Auf großem Fuß: Die wirklich riesigen Reifen sinken im Schnee kaum ein.

“Von Land Rover wurden die beiden Bigfoots eigens als Bergefahrzeuge für die Abenteuertouren der ‘Experience’ gebaut”, erläutert der Instruktor. Immer dann, wenn Range oder Discovery nicht mehr weiterkommen, rückt David aus, taucht die Szenerie mit den großen Dachstrahlern in gleißendes Licht, wirft die Winde an und zieht die Karren aus dem Dreck. „Mit dem Bigfoot habe ich noch jeden wieder flott gemacht“, sagt der Brite voller Stolz.

Kundenfahrzeuge hat die Prototypenwerkstatt der Briten bislang noch nicht gebaut. „Dabei gab es schon reichlich Anfragen“, sagt der Instruktor. Bis auf weiteres jedoch müssen sich Bigfoot-Interessenten nach Island wenden, wo sich eine ganze Branche auf entsprechende Umrüstung spezialisiert hat. In einem Land, in dem die größte Gletscher Europas für die Einheimischen so etwas sind wie riesige Abenteuerspielplätze und Schneefelder auch mal zu Schnellstraßen werden, leben Firmen wie Arctic Trucks blenden von den dicken Dingern – schließlich kostet ein Umbau mit ein bisschen Zubehör schnell mal 20.000 Euro. Bei Land Rover steht die Bigfoot-Umrüstung sogar mit jeweils rund 45.000 Pfund in den Büchern.

Längst fahren deren Trucks nicht nur durch Eis und Schnee . „Was im finnischen Winter hilft, das bringt uns auch auf Schlamm und Sand weiter“, sagt David. Deshalb holt er die Bigfoots nicht nur aus der Garage, wenn die Land Rover Experience ihr Gastspiel am Polarkreis gibt. „Sondern die beiden Autos sind echte Weltenbummler“, sagt er und erzählt von Einsätzen in Marokko, im Oman, auf Island und im Süden Afrikas.
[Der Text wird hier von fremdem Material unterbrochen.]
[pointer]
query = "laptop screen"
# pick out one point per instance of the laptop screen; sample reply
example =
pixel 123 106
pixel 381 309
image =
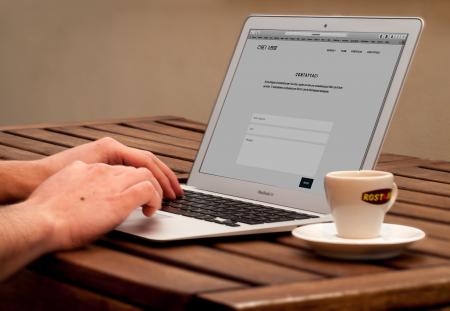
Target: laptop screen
pixel 301 104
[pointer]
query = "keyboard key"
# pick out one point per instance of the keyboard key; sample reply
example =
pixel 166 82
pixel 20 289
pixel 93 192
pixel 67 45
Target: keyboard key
pixel 228 212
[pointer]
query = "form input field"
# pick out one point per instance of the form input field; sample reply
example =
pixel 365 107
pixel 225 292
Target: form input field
pixel 288 122
pixel 288 133
pixel 284 144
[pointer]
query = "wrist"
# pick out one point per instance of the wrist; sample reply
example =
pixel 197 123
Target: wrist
pixel 36 228
pixel 20 178
pixel 27 232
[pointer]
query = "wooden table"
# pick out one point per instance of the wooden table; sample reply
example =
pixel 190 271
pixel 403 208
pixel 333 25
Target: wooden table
pixel 262 272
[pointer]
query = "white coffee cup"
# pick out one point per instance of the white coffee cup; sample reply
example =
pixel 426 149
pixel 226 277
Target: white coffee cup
pixel 359 200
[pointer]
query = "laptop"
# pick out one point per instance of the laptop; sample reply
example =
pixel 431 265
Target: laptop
pixel 303 96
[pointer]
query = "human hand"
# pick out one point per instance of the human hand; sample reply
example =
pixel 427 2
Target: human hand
pixel 110 151
pixel 83 201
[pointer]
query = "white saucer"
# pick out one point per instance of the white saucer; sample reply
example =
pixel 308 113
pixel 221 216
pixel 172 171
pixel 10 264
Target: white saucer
pixel 392 241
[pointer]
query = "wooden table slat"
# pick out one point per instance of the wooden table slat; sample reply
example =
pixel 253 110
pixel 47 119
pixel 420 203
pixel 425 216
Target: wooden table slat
pixel 433 246
pixel 421 212
pixel 185 124
pixel 437 165
pixel 29 144
pixel 166 130
pixel 389 157
pixel 405 289
pixel 215 262
pixel 51 137
pixel 299 259
pixel 132 278
pixel 424 174
pixel 425 199
pixel 155 147
pixel 137 133
pixel 424 186
pixel 29 290
pixel 10 153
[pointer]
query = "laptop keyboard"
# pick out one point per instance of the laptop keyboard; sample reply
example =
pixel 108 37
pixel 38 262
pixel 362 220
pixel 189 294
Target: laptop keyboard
pixel 226 211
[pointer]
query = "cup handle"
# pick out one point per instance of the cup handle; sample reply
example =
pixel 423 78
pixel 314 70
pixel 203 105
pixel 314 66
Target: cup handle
pixel 393 197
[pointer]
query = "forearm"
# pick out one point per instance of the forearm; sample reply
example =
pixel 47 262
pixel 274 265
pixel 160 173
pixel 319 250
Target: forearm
pixel 23 238
pixel 19 178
Kein Wunder, dass noch ein Hotel-Parkzettel aus Marrakesch und ein Fährausweis aus Reykjavik im Handschuhfach liegen.

So gut sich der Bigfoot im Gelände schlägt, so mühsam ist allerdings die Fahrt auf befestigten Straßen. Dass der Wagen 33 Sekunden bis Tempo 100 braucht und dem Motor bei 110 Sachen die Puste ausgeht, ist jedoch kein Schaden. Denn mit diesen Reifen ist diese Geschwindigkeit schon Abenteuer genug.